Since 2012, she has [Melinda Gates] helped lead an international campaign to get birth control to 120 million more women by 2020. Four years later, a report explains why achieving that goal is proving tougher than expected. This is a condensed and edited version of our conversation about family planning.
Why is this the cause of your life?
If you allow a woman — if you counsel her so it’s truly voluntary — to have a contraceptive tool and she can space those births, it unlocks the cycle of poverty for her. In the early days, I’d be out traveling for the foundation, I’d be there to talk to women about vaccines, I’m going be frank, for their children, and what they would say to me is: ‘O.K., I have questions for you. What about that contraceptive, how come I can’t get it anymore?’ To me, it’s one of the greatest injustices.
One of the statistics in the report that most struck me was that contraception prevented tens of millions of unsafe abortions by preventing unwanted pregnancies. You’re Roman Catholic. Is that part of the moral imperative for you?
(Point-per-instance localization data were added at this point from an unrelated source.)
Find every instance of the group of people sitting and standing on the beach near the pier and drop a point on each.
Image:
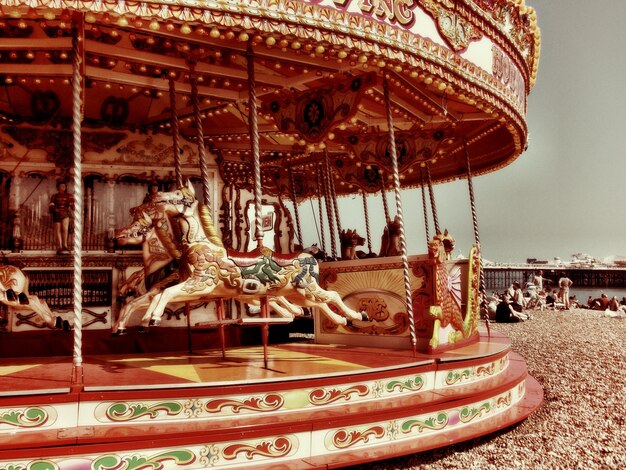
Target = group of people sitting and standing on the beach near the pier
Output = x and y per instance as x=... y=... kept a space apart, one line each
x=514 y=304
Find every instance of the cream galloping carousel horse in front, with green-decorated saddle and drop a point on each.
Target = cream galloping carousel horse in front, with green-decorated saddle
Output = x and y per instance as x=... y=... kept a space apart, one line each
x=210 y=271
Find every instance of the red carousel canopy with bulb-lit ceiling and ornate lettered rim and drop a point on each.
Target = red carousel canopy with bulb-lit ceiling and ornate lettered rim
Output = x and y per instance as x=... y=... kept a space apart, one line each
x=458 y=74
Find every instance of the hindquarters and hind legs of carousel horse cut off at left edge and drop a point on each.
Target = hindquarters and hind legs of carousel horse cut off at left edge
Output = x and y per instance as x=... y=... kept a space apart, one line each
x=14 y=293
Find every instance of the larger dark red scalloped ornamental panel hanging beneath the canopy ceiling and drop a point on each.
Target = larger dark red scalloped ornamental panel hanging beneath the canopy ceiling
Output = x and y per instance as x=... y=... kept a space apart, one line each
x=312 y=114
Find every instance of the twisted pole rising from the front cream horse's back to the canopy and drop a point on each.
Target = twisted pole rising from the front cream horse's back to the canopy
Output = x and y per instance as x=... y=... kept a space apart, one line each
x=254 y=142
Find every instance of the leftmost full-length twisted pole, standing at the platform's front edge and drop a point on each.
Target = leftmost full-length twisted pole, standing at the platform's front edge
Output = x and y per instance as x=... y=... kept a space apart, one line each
x=78 y=37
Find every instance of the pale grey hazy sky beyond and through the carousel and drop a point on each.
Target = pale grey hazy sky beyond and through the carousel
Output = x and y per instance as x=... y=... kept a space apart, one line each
x=566 y=193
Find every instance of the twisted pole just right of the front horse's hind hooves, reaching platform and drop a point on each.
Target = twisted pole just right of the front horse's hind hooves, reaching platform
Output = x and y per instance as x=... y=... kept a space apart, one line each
x=403 y=247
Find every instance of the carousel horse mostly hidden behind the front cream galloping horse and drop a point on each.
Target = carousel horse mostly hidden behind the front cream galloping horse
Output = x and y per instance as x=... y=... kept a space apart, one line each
x=160 y=259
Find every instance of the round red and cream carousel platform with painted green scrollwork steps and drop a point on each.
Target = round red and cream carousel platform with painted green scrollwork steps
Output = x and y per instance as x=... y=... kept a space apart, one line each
x=314 y=406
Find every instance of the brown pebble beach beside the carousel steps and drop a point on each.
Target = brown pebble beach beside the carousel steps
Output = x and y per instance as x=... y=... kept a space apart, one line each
x=579 y=358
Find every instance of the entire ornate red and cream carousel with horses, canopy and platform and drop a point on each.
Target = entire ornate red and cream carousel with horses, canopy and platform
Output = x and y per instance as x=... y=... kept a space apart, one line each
x=168 y=301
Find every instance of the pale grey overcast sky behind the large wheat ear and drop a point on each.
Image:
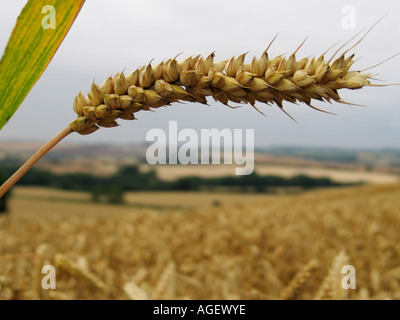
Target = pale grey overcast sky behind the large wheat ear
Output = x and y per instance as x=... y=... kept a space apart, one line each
x=109 y=36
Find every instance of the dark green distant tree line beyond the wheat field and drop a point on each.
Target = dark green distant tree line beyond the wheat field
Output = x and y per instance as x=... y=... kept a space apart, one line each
x=131 y=178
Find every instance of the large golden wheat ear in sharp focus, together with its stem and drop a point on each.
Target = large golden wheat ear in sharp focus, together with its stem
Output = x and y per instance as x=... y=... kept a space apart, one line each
x=264 y=80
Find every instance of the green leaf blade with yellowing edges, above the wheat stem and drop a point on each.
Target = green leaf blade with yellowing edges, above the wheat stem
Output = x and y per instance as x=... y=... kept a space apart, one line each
x=40 y=29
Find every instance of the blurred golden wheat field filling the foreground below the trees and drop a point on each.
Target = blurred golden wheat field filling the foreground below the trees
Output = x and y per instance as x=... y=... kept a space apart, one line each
x=282 y=247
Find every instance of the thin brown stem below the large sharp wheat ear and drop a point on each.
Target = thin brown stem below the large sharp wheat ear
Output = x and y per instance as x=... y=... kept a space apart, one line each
x=35 y=158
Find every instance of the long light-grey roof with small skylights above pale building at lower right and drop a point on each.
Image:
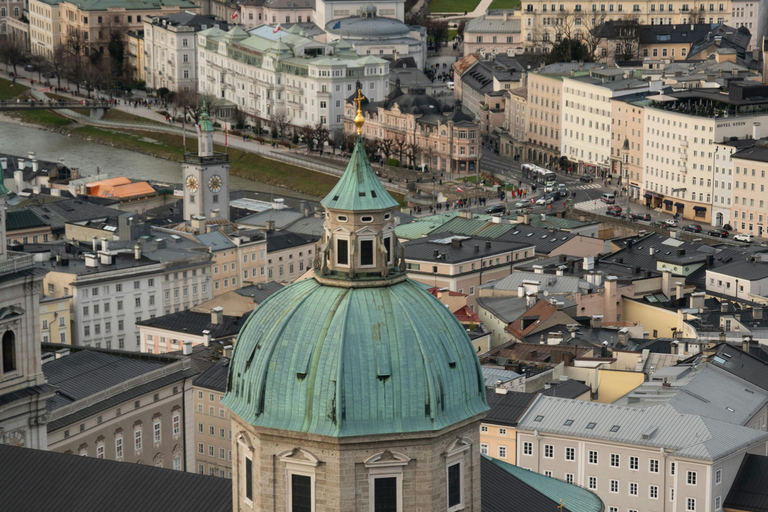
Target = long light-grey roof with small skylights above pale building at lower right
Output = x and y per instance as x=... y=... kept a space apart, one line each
x=686 y=435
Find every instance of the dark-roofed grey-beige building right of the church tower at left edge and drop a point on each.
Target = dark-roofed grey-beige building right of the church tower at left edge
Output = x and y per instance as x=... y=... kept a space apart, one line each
x=118 y=406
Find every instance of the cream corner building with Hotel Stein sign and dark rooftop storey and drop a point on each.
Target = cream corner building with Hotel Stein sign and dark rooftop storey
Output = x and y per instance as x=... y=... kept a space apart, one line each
x=679 y=148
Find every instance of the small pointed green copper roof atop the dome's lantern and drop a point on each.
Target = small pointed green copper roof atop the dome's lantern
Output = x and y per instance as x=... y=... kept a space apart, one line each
x=359 y=188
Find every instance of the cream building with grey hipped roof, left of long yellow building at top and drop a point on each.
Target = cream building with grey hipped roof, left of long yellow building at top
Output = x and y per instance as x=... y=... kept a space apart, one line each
x=496 y=32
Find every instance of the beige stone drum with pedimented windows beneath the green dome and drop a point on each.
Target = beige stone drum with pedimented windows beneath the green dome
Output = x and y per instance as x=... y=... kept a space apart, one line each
x=343 y=471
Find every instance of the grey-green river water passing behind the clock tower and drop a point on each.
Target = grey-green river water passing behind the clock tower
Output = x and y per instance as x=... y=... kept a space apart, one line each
x=91 y=156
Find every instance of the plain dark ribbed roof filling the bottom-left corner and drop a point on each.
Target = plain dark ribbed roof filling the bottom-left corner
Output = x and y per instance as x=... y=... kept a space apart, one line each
x=35 y=480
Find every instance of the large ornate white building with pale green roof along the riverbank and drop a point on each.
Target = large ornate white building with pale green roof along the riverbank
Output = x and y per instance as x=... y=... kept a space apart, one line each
x=266 y=72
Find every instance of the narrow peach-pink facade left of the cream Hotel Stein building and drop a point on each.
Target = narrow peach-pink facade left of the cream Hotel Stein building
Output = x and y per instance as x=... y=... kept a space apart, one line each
x=627 y=145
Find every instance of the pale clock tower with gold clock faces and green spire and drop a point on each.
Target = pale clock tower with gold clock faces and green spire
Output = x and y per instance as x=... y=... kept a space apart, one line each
x=206 y=175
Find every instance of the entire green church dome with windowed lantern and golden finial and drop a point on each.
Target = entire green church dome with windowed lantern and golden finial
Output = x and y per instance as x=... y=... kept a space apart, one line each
x=357 y=349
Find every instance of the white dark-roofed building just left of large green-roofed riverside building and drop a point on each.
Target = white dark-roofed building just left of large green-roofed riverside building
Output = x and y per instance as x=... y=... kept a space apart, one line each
x=170 y=49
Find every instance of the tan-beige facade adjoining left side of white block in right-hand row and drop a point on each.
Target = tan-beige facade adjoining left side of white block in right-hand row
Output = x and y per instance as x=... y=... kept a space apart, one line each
x=545 y=97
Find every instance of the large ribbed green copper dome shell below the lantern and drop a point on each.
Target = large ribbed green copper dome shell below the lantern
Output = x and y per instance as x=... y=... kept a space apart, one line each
x=342 y=361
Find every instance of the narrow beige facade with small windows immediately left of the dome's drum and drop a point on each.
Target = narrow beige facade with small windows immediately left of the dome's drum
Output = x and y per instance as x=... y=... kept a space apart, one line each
x=212 y=434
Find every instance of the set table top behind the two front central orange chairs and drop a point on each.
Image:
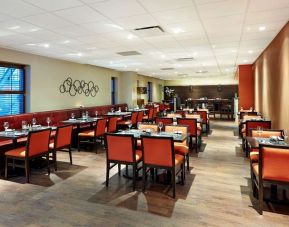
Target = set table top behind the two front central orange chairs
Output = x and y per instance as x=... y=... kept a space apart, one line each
x=138 y=133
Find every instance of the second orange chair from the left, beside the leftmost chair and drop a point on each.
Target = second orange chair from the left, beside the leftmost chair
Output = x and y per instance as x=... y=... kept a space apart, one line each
x=61 y=142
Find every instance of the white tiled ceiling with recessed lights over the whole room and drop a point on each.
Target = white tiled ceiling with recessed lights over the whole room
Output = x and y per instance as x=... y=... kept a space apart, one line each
x=218 y=34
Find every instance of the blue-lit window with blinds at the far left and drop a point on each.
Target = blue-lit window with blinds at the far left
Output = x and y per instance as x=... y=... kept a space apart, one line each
x=12 y=89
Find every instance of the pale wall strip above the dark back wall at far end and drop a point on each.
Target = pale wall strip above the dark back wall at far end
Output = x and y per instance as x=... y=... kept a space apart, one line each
x=213 y=80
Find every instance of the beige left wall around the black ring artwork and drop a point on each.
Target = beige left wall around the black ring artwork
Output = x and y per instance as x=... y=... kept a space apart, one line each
x=46 y=74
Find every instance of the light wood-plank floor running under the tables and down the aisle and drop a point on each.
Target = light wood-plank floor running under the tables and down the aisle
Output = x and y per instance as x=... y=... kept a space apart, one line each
x=217 y=193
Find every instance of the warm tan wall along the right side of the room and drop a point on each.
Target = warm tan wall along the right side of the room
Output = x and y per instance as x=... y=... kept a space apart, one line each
x=271 y=73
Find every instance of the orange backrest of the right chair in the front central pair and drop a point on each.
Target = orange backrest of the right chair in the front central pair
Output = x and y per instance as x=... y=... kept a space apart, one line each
x=158 y=151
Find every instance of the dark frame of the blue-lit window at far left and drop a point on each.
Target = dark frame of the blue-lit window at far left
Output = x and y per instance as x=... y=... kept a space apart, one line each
x=9 y=92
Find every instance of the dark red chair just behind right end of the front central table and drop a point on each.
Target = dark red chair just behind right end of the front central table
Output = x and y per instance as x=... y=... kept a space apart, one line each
x=193 y=129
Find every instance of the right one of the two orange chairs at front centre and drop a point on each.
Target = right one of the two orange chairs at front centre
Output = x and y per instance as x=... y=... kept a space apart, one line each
x=158 y=152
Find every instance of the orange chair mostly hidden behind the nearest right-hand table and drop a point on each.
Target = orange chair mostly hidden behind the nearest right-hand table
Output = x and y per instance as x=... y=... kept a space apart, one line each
x=267 y=133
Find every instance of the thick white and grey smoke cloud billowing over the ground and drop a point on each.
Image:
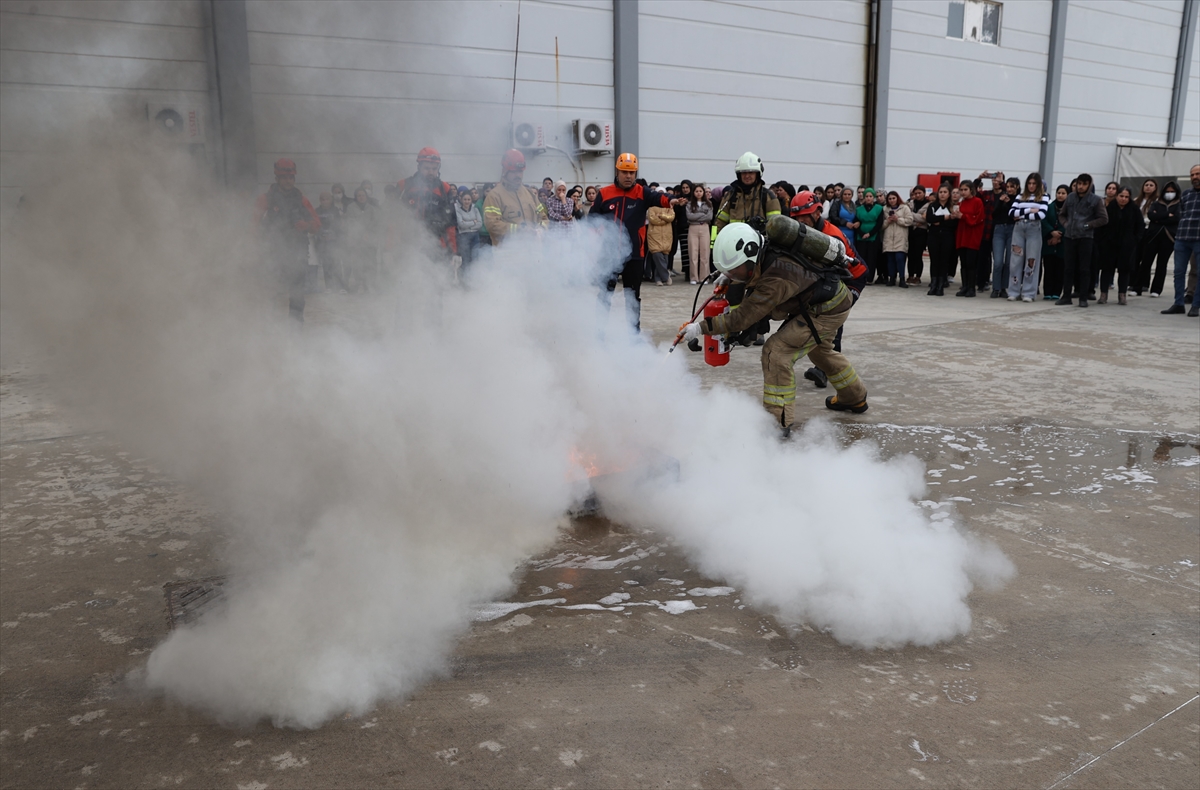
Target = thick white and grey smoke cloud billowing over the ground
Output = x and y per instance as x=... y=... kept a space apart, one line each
x=383 y=480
Yeah. I mean this is obviously something I’ve had to wrestle with very deeply. The Catholic Church doesn’t even believe in these forms of modern contraceptives. I’m in the developing world minimum three times a year now, and I’m out in slums, in townships, in the rural area, and when you see a needless death of a woman or a child because she literally just didn’t have a very inexpensive tool that we not only believe in, we use in the United States — more than 93 percent of married Catholic women report using contraceptives — the moral imperative is that we give these women what we believe in and actually use.There is more to the interview and I encourage you to review it and the report. Overall, though, you clearly come away with the impression that Melinda Gates is someone with the resources and the will to make it real in the campaign to improve women's lives by providing them with contraception. This is what leadership is all about, in my opinion.